Fixação atraumática (cola ou tela autofixante): alternativa que reduz dor crônica, porém com custos mais elevados em algumas instituições.
Integração da tela: a estabilidade definitiva depende da incorporação tecidual, não apenas dos pontos de fixação iniciais.

10. Desinsuflação Cuidadosa
Passo final: aspirar o espaço pré-peritoneal e observar se a malha permanece no lugar, sem dobrar ou deslocar junto ao peritônio.
Correção de falhas: se houver deslocamento, reabrir e ajustar a posição da tela para evitar recidivas precoces.
Considerações Finais
A abordagem laparoscópica (TAPP ou TEP) para reparo de hérnia inguinal vem se consolidando como padrão de excelência em muitos serviços, principalmente pela menor incidência de dor crônica e boa recuperação pós-operatória.

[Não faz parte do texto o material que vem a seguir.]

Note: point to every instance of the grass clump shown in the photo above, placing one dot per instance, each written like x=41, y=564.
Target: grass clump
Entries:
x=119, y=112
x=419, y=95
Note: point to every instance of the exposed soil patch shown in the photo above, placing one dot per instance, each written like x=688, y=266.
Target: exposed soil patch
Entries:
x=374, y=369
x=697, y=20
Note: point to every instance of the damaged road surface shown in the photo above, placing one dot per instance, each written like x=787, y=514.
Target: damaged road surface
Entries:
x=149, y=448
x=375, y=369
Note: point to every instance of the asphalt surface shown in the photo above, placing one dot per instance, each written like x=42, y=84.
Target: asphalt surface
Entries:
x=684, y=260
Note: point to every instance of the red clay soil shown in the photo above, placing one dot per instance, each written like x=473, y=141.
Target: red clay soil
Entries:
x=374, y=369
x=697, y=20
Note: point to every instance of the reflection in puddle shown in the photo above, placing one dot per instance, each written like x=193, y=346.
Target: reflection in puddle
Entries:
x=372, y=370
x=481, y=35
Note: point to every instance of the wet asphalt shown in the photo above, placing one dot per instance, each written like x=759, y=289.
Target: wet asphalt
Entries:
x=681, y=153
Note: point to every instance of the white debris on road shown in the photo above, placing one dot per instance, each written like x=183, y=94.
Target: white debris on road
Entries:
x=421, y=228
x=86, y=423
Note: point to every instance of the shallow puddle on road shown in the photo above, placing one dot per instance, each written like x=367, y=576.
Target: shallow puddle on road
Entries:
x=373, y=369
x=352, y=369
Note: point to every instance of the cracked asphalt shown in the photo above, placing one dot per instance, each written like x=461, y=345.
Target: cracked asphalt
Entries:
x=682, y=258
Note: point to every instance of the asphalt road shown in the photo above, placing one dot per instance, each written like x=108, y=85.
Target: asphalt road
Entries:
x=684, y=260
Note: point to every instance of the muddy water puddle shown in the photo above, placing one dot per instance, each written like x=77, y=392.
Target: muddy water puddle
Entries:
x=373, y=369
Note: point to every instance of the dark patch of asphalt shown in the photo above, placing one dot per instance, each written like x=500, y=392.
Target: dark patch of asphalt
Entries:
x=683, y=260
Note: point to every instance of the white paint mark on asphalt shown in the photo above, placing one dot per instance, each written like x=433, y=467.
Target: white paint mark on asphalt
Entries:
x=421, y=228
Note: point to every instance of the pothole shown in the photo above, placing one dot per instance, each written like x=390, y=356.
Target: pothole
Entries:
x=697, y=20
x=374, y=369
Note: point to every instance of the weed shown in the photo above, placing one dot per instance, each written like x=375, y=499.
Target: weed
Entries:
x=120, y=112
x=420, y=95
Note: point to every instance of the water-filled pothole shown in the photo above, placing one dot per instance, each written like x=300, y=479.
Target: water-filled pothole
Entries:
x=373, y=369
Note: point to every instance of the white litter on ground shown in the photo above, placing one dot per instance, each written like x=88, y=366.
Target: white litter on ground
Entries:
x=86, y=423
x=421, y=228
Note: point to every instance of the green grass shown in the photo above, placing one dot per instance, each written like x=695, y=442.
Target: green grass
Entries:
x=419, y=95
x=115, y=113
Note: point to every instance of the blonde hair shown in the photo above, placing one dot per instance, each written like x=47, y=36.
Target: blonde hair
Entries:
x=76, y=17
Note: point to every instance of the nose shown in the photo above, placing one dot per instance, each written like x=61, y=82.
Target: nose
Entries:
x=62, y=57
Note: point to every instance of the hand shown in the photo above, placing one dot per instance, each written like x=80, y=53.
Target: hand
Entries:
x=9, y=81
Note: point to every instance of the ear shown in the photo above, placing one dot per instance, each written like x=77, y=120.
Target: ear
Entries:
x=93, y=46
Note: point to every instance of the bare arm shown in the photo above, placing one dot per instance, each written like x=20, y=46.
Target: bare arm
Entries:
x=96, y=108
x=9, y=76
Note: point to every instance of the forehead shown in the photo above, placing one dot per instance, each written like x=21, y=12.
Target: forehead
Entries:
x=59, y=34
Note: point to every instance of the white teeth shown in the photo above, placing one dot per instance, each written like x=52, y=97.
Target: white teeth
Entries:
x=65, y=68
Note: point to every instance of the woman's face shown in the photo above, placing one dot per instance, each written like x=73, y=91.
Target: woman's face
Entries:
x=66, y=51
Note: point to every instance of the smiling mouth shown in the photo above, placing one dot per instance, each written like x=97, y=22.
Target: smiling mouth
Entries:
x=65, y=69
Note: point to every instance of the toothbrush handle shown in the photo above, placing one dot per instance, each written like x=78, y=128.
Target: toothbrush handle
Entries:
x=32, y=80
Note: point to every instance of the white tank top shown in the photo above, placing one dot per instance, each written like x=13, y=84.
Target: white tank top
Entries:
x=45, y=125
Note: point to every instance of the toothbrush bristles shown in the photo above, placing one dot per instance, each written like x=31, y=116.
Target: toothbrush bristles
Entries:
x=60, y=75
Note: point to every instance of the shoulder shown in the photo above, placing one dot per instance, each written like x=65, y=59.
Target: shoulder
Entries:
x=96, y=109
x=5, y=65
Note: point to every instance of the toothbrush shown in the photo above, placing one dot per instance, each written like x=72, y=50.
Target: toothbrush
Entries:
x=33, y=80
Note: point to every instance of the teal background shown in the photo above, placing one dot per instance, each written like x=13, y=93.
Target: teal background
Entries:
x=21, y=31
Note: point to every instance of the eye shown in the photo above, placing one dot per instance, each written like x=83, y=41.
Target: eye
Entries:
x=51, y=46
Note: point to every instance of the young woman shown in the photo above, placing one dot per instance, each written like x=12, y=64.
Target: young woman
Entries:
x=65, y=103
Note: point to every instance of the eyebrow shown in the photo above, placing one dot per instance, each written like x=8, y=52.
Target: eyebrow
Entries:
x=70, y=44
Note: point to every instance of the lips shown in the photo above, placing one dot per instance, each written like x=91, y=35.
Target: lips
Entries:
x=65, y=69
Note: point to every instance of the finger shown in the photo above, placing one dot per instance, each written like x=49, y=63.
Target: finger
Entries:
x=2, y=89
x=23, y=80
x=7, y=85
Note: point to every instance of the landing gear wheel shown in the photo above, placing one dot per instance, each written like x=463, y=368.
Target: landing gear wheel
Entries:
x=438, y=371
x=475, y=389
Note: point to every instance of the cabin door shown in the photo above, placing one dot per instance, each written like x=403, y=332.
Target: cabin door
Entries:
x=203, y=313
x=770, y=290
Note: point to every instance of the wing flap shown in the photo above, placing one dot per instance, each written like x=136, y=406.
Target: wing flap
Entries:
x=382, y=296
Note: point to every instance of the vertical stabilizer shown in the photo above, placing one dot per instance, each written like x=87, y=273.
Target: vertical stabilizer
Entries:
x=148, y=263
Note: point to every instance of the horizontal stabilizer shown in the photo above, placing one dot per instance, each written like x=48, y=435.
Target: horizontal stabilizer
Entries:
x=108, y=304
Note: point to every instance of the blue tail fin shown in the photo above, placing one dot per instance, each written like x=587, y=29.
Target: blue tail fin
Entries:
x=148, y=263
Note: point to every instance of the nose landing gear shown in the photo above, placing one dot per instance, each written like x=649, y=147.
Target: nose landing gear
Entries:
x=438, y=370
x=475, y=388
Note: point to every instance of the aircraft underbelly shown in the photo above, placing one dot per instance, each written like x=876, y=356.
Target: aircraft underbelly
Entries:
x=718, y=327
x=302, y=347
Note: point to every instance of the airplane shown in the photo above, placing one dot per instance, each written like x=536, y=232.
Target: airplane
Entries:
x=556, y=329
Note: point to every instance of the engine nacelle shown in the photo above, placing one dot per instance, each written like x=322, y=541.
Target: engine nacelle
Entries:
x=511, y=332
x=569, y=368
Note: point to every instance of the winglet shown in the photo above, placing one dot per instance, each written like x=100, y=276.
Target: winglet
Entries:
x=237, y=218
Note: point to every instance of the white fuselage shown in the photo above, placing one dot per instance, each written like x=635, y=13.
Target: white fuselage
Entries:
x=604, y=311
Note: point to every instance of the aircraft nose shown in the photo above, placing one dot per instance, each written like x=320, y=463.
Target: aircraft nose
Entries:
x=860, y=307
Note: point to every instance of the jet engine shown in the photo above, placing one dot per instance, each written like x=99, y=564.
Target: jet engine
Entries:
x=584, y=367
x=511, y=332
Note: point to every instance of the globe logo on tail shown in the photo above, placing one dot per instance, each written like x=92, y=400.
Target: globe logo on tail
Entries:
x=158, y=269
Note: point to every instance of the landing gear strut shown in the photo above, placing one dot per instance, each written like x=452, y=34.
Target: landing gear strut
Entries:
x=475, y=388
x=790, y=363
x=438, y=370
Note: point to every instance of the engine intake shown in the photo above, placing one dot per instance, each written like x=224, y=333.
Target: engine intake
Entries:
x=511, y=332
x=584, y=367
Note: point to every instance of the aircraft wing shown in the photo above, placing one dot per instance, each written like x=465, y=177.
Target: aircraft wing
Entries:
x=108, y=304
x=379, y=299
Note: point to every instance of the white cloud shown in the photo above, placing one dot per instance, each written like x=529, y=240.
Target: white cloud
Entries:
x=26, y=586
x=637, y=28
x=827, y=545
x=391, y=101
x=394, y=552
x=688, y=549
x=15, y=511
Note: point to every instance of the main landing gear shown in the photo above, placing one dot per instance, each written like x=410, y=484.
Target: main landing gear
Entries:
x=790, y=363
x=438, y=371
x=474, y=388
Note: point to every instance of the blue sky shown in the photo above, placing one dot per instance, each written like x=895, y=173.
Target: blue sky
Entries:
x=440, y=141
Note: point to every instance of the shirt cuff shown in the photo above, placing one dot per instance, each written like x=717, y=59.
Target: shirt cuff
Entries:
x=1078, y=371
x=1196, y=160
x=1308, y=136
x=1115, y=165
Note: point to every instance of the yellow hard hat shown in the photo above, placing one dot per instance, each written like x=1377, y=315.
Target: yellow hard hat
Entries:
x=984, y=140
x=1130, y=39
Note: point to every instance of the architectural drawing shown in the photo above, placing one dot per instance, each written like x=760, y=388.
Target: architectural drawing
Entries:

A adoção de técnicas sistematizadas, como as “10 Regras de Ouro” aqui descritas, é essencial para garantir segurança, diminuir as taxas de recidiva e promover melhor qualidade de vida aos pacientes.
A decisão sobre quando operar depende não apenas do tamanho da hérnia, mas também dos sintomas e do perfil clínico do paciente. Em mulheres, deve-se ter atenção especial à possibilidade de hérnia femoral. Já em homens assintomáticos com hérnias pequenas, a vigilância pode ser considerada, sempre discutindo riscos e benefícios de forma individualizada.
No que diz respeito a sobreposição (overlap) e fixação, os dados atuais reforçam que o tamanho adequado da tela e a dissecção completa são mais importantes que o tipo de fixação. Ainda assim, o uso de métodos atraumáticos tende a reduzir a dor pós-operatória, quando logisticamente viável.
Referência Bibliográfica
Claus C, Furtado M, Malcher F, Cavazzola LT, Felix E. Ten golden rules for a safe MIS inguinal hernia repair using a new anatomical concept as a guide. Surg Endosc. 2020 Apr;34(4):1458-1464.